Tuesday, December 30, 2003

Shame - Still untouchable, still oppressed

Ahmedabad, December 29: IN the land of Mahatma Gandhi, who fought to end untouchability, two events brought into focus the fact that segregation and oppression of Dalits is very much a part of life in some rural pockets. That the events were shocking drove home the point that otherwise people simply take such practices for granted.

The first was the suicide of the husband of a Dalit sarpanch of Kamrej village, in the Bhavnagar district. Gangaben Maru (see photo) alleges in her police complaint that continued harassment by Haresh Sanga, the Bhavnagar taluka panchayat president, who wields considerable clout in the region, had led to her husband Jetha's suicide.

Ironically, it was Sanga himself who had backed Gangaben's candidature and urged her to become the sarpanch. The problem began, according to Gangaben, when she refused to toe his line and pay him the five per cent cut from government grants that he demanded.

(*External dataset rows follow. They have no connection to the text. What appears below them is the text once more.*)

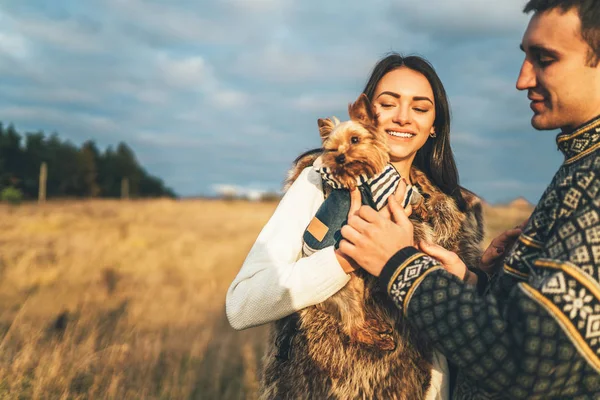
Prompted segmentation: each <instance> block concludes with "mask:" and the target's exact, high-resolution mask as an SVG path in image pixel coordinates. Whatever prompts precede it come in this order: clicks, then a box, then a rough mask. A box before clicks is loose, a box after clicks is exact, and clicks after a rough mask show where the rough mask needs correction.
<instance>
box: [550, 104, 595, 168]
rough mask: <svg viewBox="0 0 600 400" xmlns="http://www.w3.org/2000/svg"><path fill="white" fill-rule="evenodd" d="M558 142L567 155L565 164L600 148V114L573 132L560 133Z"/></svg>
mask: <svg viewBox="0 0 600 400" xmlns="http://www.w3.org/2000/svg"><path fill="white" fill-rule="evenodd" d="M556 144H557V145H558V148H559V150H560V151H561V152H562V153H563V154H564V155H565V162H564V163H565V164H570V163H572V162H575V161H577V160H579V159H580V158H582V157H585V156H586V155H588V154H590V153H593V152H594V151H596V150H597V149H598V148H600V116H598V117H596V118H594V119H593V120H591V121H589V122H587V123H585V124H584V125H582V126H581V127H579V128H577V129H575V130H574V131H573V132H571V133H560V134H559V135H558V136H557V137H556Z"/></svg>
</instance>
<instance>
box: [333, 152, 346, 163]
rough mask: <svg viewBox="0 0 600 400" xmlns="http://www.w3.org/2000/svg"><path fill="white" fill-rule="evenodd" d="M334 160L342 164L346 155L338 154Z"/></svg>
mask: <svg viewBox="0 0 600 400" xmlns="http://www.w3.org/2000/svg"><path fill="white" fill-rule="evenodd" d="M335 162H337V163H338V164H343V163H345V162H346V155H345V154H340V155H339V156H336V157H335Z"/></svg>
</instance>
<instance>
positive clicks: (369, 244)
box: [339, 182, 414, 276]
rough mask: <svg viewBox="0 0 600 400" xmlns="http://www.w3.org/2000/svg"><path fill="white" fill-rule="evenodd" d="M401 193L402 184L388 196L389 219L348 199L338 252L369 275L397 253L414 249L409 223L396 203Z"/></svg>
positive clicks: (375, 270)
mask: <svg viewBox="0 0 600 400" xmlns="http://www.w3.org/2000/svg"><path fill="white" fill-rule="evenodd" d="M405 192H406V183H404V182H401V183H400V184H399V185H398V189H397V194H396V195H395V196H390V197H389V199H388V206H389V210H390V215H391V220H390V219H388V218H386V216H384V215H381V214H380V213H378V212H377V211H375V210H373V209H372V208H371V207H369V206H360V197H359V198H358V200H359V202H358V208H357V204H356V201H355V197H351V206H350V213H349V215H348V225H345V226H344V227H343V228H342V231H341V233H342V237H343V239H342V241H341V242H340V247H339V250H340V251H341V253H342V254H344V255H347V256H349V257H350V258H352V259H353V260H354V261H356V263H358V264H359V265H360V266H361V267H362V268H364V269H365V270H366V271H367V272H369V273H371V274H372V275H375V276H379V274H380V273H381V270H382V269H383V267H384V265H385V264H386V263H387V262H388V261H389V259H390V258H392V256H393V255H394V254H396V253H397V252H398V251H399V250H401V249H403V248H404V247H407V246H414V242H413V226H412V223H411V222H410V221H409V220H408V217H407V216H406V214H405V210H404V209H403V208H402V206H401V205H400V204H399V203H398V200H397V198H398V197H400V198H403V197H404V193H405ZM351 195H352V194H351ZM355 210H356V211H355ZM408 211H410V209H409V210H408Z"/></svg>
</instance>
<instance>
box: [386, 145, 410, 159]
mask: <svg viewBox="0 0 600 400" xmlns="http://www.w3.org/2000/svg"><path fill="white" fill-rule="evenodd" d="M394 147H395V146H390V161H392V162H398V161H404V160H409V159H411V157H412V158H414V155H415V154H416V152H413V151H410V150H408V149H398V148H394Z"/></svg>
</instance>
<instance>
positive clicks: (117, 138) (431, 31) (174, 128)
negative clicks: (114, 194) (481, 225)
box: [0, 0, 560, 200]
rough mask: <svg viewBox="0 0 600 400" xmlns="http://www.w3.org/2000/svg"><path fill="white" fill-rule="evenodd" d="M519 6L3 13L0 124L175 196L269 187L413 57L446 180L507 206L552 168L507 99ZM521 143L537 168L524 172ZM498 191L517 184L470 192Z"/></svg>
mask: <svg viewBox="0 0 600 400" xmlns="http://www.w3.org/2000/svg"><path fill="white" fill-rule="evenodd" d="M521 7H522V4H521V2H520V1H518V2H517V1H516V0H511V1H506V2H502V3H498V2H496V3H490V2H481V1H479V0H470V1H467V0H456V1H453V2H448V1H441V0H432V1H430V2H412V1H408V0H398V1H394V2H392V1H389V0H373V2H372V3H371V4H370V5H369V6H366V5H365V4H364V2H358V1H341V0H332V1H330V2H322V1H319V2H317V1H313V0H307V1H304V2H298V1H291V0H254V1H246V0H224V1H221V2H217V1H202V2H197V1H193V0H174V1H169V2H163V1H158V0H147V1H143V0H91V1H89V2H75V1H66V2H61V3H60V5H59V4H58V3H56V2H54V3H52V2H43V1H41V0H32V1H31V2H5V3H2V5H0V91H1V92H2V94H3V96H2V97H1V98H0V121H3V122H9V121H13V122H14V123H15V124H16V125H17V129H19V130H38V129H42V130H45V131H47V132H52V131H58V132H59V133H60V134H61V137H63V138H68V139H70V140H73V141H75V142H81V141H83V140H86V139H90V138H92V139H95V140H97V142H98V143H99V144H100V145H108V144H116V143H117V142H118V141H121V140H123V141H126V142H127V143H129V144H131V145H132V147H133V148H134V150H135V151H136V155H137V156H138V158H139V159H140V161H141V162H142V163H143V164H144V165H147V166H148V167H149V169H150V171H151V172H152V173H156V174H157V175H159V176H161V177H162V178H164V180H165V182H166V183H167V184H171V182H172V185H173V186H174V188H175V190H176V191H178V192H179V193H181V194H184V195H193V194H198V193H206V192H210V191H211V190H212V189H211V188H212V185H216V184H231V185H236V186H240V187H247V186H248V183H249V182H253V183H252V185H255V186H257V187H260V186H261V185H262V186H264V187H268V188H270V187H274V188H278V187H279V186H280V183H281V181H282V180H283V178H284V177H285V172H286V170H287V168H289V166H290V163H291V162H292V160H293V159H294V158H295V157H296V156H297V155H298V154H300V153H301V152H303V151H305V150H308V149H311V148H313V147H316V146H318V145H319V143H320V139H319V136H318V131H317V129H316V119H317V118H320V117H327V116H331V115H336V116H338V117H339V118H341V119H343V118H345V117H347V104H348V103H349V102H351V101H353V100H354V99H355V98H356V96H357V95H358V94H359V93H360V91H361V90H362V88H363V85H364V84H365V82H366V79H367V77H368V74H369V73H370V71H371V68H372V67H373V65H374V63H375V61H376V60H377V59H378V58H380V57H381V56H382V55H383V54H385V53H387V52H389V51H392V50H396V51H400V52H403V53H418V54H422V55H424V56H425V57H427V58H428V59H430V60H431V62H432V63H433V64H434V65H435V67H436V69H437V71H438V72H439V74H440V76H441V78H442V80H443V82H444V84H445V86H446V89H447V91H448V94H449V97H450V100H451V104H452V110H453V117H454V122H453V128H452V145H453V149H454V151H455V152H456V158H457V162H458V165H459V169H460V171H461V178H462V182H463V183H464V184H465V185H467V186H468V187H469V188H470V189H473V190H475V191H476V192H478V193H480V192H481V194H482V195H484V197H486V198H488V199H492V200H493V199H494V198H495V197H496V196H505V195H509V194H514V195H515V197H516V196H517V195H519V194H521V193H519V191H520V190H525V186H526V187H529V188H539V187H540V186H539V185H540V184H539V183H535V184H534V183H533V182H546V180H547V179H548V178H549V176H548V175H549V174H550V173H551V172H552V171H553V169H554V168H555V167H556V164H557V163H558V162H559V159H560V155H559V154H557V153H556V152H555V151H553V149H554V148H555V145H554V144H553V141H552V139H551V138H550V137H549V136H544V135H543V134H537V135H536V134H532V129H531V127H530V126H529V119H530V111H529V110H528V108H527V105H526V99H525V96H524V94H523V93H518V92H517V91H516V90H515V89H514V80H515V78H516V74H517V73H518V69H519V65H520V62H521V57H522V56H521V54H520V52H519V51H518V43H519V41H520V35H521V32H522V31H523V30H524V28H525V25H526V19H527V16H525V15H523V14H522V13H521ZM533 145H535V146H536V148H538V149H540V157H539V159H538V160H537V161H536V163H535V165H534V166H530V165H528V162H527V160H528V158H527V156H528V155H529V154H528V150H527V148H528V146H529V147H531V146H533ZM545 151H547V154H546V153H544V152H545ZM523 171H527V175H528V176H529V178H528V179H529V180H528V181H525V180H522V179H521V176H522V175H524V172H523ZM511 179H513V180H515V181H516V182H525V184H526V185H525V186H519V185H517V184H515V185H513V186H510V185H505V186H504V187H500V186H498V185H491V184H488V183H486V182H490V181H491V182H495V181H498V182H510V181H511ZM529 183H531V185H529ZM536 185H537V186H536ZM542 186H543V185H542ZM535 190H538V189H535ZM539 190H541V189H539ZM533 191H534V190H533V189H528V192H527V193H529V196H534V195H535V194H534V193H533ZM529 200H535V198H534V199H532V198H529Z"/></svg>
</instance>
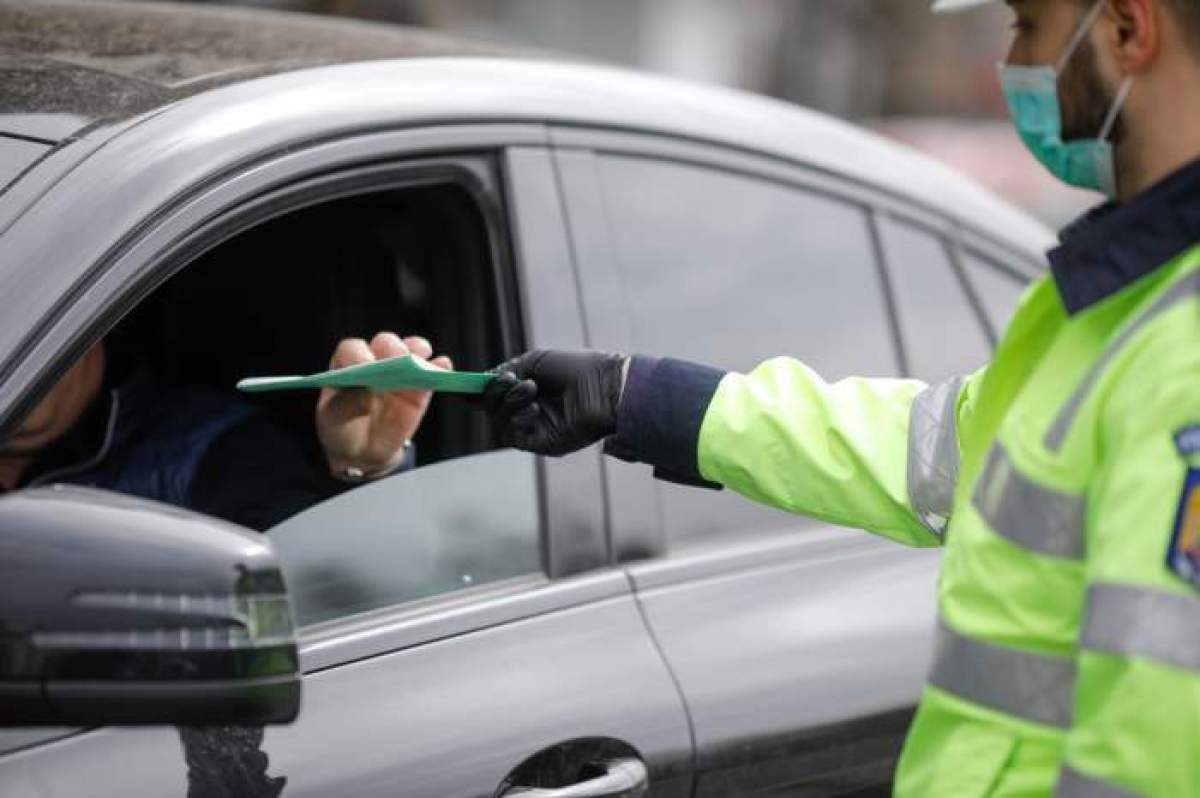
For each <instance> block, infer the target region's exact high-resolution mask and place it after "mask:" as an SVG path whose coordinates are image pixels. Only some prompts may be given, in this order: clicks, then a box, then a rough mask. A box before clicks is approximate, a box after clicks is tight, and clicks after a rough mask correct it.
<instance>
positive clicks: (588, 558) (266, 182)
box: [0, 124, 629, 672]
mask: <svg viewBox="0 0 1200 798" xmlns="http://www.w3.org/2000/svg"><path fill="white" fill-rule="evenodd" d="M545 144H546V133H545V128H544V127H541V126H540V125H532V124H530V125H520V124H468V125H432V126H427V127H418V128H409V130H400V131H390V132H374V133H366V134H358V136H354V134H347V136H346V137H344V138H338V139H334V140H320V142H314V143H312V144H311V146H298V148H295V149H292V150H288V151H286V152H278V154H270V155H269V156H264V160H262V161H254V162H246V163H239V164H230V166H229V167H228V169H227V170H224V172H222V173H221V176H220V179H214V180H211V181H209V182H205V184H200V185H194V186H191V188H190V191H188V192H186V196H182V197H175V198H163V200H162V202H163V205H162V206H161V208H160V209H158V210H157V211H156V212H154V214H151V215H150V216H148V217H144V218H142V220H140V222H139V226H138V227H137V228H136V229H132V230H128V232H127V233H126V236H125V239H124V241H122V246H121V247H120V248H119V250H118V251H103V252H97V253H95V256H94V257H92V258H89V259H88V260H86V263H89V264H90V266H89V269H88V274H86V280H85V282H84V283H83V284H82V286H80V284H77V286H76V287H73V288H70V289H67V290H65V292H64V290H62V288H64V287H62V286H61V283H60V282H58V283H55V281H54V278H53V276H48V277H47V284H55V288H58V289H59V292H60V300H59V302H58V304H56V305H55V306H54V310H53V311H52V312H50V313H49V314H48V316H47V317H46V318H43V319H42V320H41V322H40V324H38V325H37V330H38V334H40V335H38V340H37V342H36V346H31V347H28V348H23V349H22V350H17V352H12V353H5V354H7V355H13V359H12V361H11V364H10V365H11V367H10V370H8V373H7V376H6V378H5V382H4V389H5V390H4V391H2V392H0V418H2V419H4V420H5V421H11V420H13V419H19V418H22V416H23V415H24V412H25V410H26V409H28V408H30V407H32V404H34V403H36V402H37V401H38V400H40V398H41V396H42V395H44V392H46V391H47V390H49V388H50V386H52V385H53V384H54V383H55V382H56V380H58V379H59V378H60V377H61V374H62V373H65V372H66V370H67V368H68V367H70V365H71V364H72V362H74V361H76V360H77V359H78V358H79V356H80V355H82V354H83V353H84V352H86V349H88V348H89V347H90V346H91V344H92V343H95V342H96V341H98V340H101V338H102V337H103V336H104V335H106V334H107V332H108V331H109V330H110V329H112V328H113V326H115V325H116V324H118V323H119V322H120V320H121V319H122V318H125V316H127V314H128V313H130V312H131V311H132V310H133V308H134V307H136V306H137V305H139V304H140V302H142V301H143V300H144V299H145V298H146V296H149V295H150V294H151V293H152V292H154V290H156V289H157V288H158V287H161V286H162V284H163V283H164V282H166V281H167V280H168V278H169V277H172V276H173V275H174V274H176V272H179V271H180V270H182V269H185V268H186V266H187V265H188V264H190V263H191V262H193V260H194V259H196V258H197V257H199V256H200V254H203V253H204V252H206V251H209V250H210V248H212V247H215V246H217V245H218V244H221V242H222V241H226V240H228V239H229V238H232V236H234V235H236V234H239V233H241V232H244V230H245V229H247V228H250V227H252V226H254V224H258V223H260V222H264V221H266V220H269V218H272V217H276V216H280V215H282V214H287V212H292V211H295V210H299V209H300V208H305V206H310V205H313V204H319V203H323V202H329V200H332V199H337V198H342V197H347V196H356V194H365V193H376V192H382V191H388V190H395V188H402V187H404V186H413V185H419V184H422V182H424V184H428V182H430V181H431V180H432V181H437V182H444V181H445V180H446V178H458V179H462V180H464V181H466V182H467V184H470V185H468V188H473V191H474V192H475V193H478V197H476V199H478V198H479V197H482V198H484V200H485V202H482V203H479V206H480V212H481V214H482V216H484V220H485V224H486V228H487V234H488V238H490V241H491V244H492V246H493V260H492V262H493V264H494V268H497V269H499V270H502V272H503V274H500V275H497V286H498V287H499V288H500V290H502V292H503V294H504V296H503V300H502V307H500V308H498V310H499V312H500V314H502V318H504V319H506V320H502V330H504V332H503V334H504V335H505V336H506V337H508V340H506V341H505V342H504V348H505V350H508V352H514V353H516V352H520V350H522V349H523V348H526V347H527V346H536V344H538V343H542V344H544V346H545V344H546V343H556V344H560V343H563V342H566V343H571V342H572V341H574V340H575V338H576V328H580V329H581V328H582V323H581V320H580V318H578V311H577V308H575V307H574V306H570V305H565V306H563V302H560V301H559V302H557V305H559V306H562V307H559V310H558V311H557V313H556V314H553V316H551V317H546V316H545V314H542V313H540V312H539V311H538V308H539V306H538V305H536V304H535V302H534V301H532V300H535V299H538V298H541V296H551V295H559V294H560V292H562V289H563V288H564V287H563V286H562V283H563V278H562V274H559V272H560V271H562V270H565V271H566V272H568V274H571V266H570V263H569V259H570V258H569V252H568V251H566V250H565V245H563V246H559V244H558V242H557V238H563V239H564V241H565V230H564V229H560V228H562V227H563V223H562V220H560V217H553V216H551V217H550V218H534V220H530V218H528V217H527V216H528V215H527V214H522V212H520V211H518V209H517V208H516V206H515V203H516V202H517V200H521V199H522V198H523V196H528V194H530V193H534V194H536V196H538V202H536V203H534V204H536V205H538V206H539V209H540V210H545V209H547V208H550V209H553V208H558V209H560V200H559V197H558V194H557V185H556V184H554V182H553V180H551V181H550V185H548V187H547V186H546V185H545V184H546V181H545V180H540V179H539V178H540V175H538V174H536V168H535V167H536V157H530V156H535V155H536V154H538V152H545ZM521 156H524V157H521ZM542 157H544V158H545V160H546V161H547V162H548V156H547V155H542ZM481 163H486V169H485V168H482V167H481V166H480V164H481ZM530 166H533V167H534V168H533V169H530V168H528V167H530ZM530 172H532V173H533V178H530ZM547 174H548V175H550V176H551V178H552V176H553V175H552V172H548V173H547ZM479 192H481V193H479ZM556 228H559V229H556ZM572 278H574V277H572ZM565 288H566V289H568V290H569V295H570V296H572V298H574V296H576V292H575V288H574V284H568V286H565ZM559 299H560V296H559ZM578 343H580V344H581V343H582V341H578ZM593 454H594V456H593V458H592V462H590V463H589V462H588V461H587V460H586V458H578V457H576V458H568V460H566V461H556V460H544V458H539V461H538V472H539V473H538V481H539V503H540V516H541V524H540V529H539V539H540V541H541V554H542V562H544V570H545V574H542V575H530V576H526V577H517V578H515V580H510V581H505V582H502V583H496V584H486V586H479V587H476V588H468V589H464V590H462V592H456V593H451V594H446V595H444V596H433V598H430V599H427V600H422V601H416V602H410V605H412V606H409V604H402V605H397V606H392V607H384V608H380V610H376V611H372V612H370V613H362V614H361V616H355V617H352V618H347V619H335V620H330V622H328V623H325V624H320V626H319V629H317V628H314V630H313V632H312V634H308V632H306V634H305V635H304V636H302V638H301V658H302V665H304V668H305V671H306V672H310V671H316V670H324V668H329V667H334V666H337V665H343V664H347V662H352V661H355V660H359V659H364V658H366V656H373V655H380V654H386V653H390V652H394V650H397V649H400V648H407V647H409V646H414V644H420V643H425V642H431V641H434V640H440V638H443V637H445V636H448V635H450V634H462V632H464V631H470V630H476V629H482V628H486V626H490V625H496V624H499V623H506V622H509V620H515V619H520V618H526V617H529V616H530V614H536V613H540V612H548V611H551V610H553V608H562V607H570V606H577V605H580V604H583V602H587V601H594V600H601V599H605V598H611V596H616V595H620V594H623V593H628V590H629V586H628V581H626V580H625V578H624V576H622V575H618V574H605V572H601V574H590V575H584V576H581V577H578V578H575V580H565V581H558V580H559V577H563V576H568V575H570V574H580V572H582V571H588V570H592V569H595V568H598V566H600V565H602V564H604V558H598V557H596V556H595V552H596V551H604V552H606V551H607V548H606V547H605V542H604V540H602V533H601V530H600V529H599V528H598V527H596V526H595V524H592V523H590V520H592V518H594V517H602V499H601V497H595V500H594V506H590V505H589V503H588V502H586V500H584V498H581V496H580V491H578V488H580V486H581V485H584V486H586V485H593V486H598V485H600V474H599V455H598V454H595V452H593ZM559 538H564V539H566V541H565V542H563V544H562V545H560V544H559V541H558V539H559Z"/></svg>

For five months she wasn't allowed to attend panchayat meeting. She and her husband would be threatened and abused when she moved out. When they did not give in, Sanga and his henchmen tried to have a no-confidence motion moved against her.

She says she had all along informed the authorities and sought police protection. But before she could obtain protection, Jetha was found dead in a field: he had apparently committed suicide. Sanga has since been arrested.

The other event was the coming to light of segregation of upper- and lower-caste students for the mid-day meal in village schools of the Surendranagar district. When Dalit teachers opposed the practice, they found themselves alone. What is worse, they found themselves transferred as the administration worked out local compromises. Education department officials claimed they were helpless: without segregation, upper-caste families were refusing to send children to school so attendance was falling.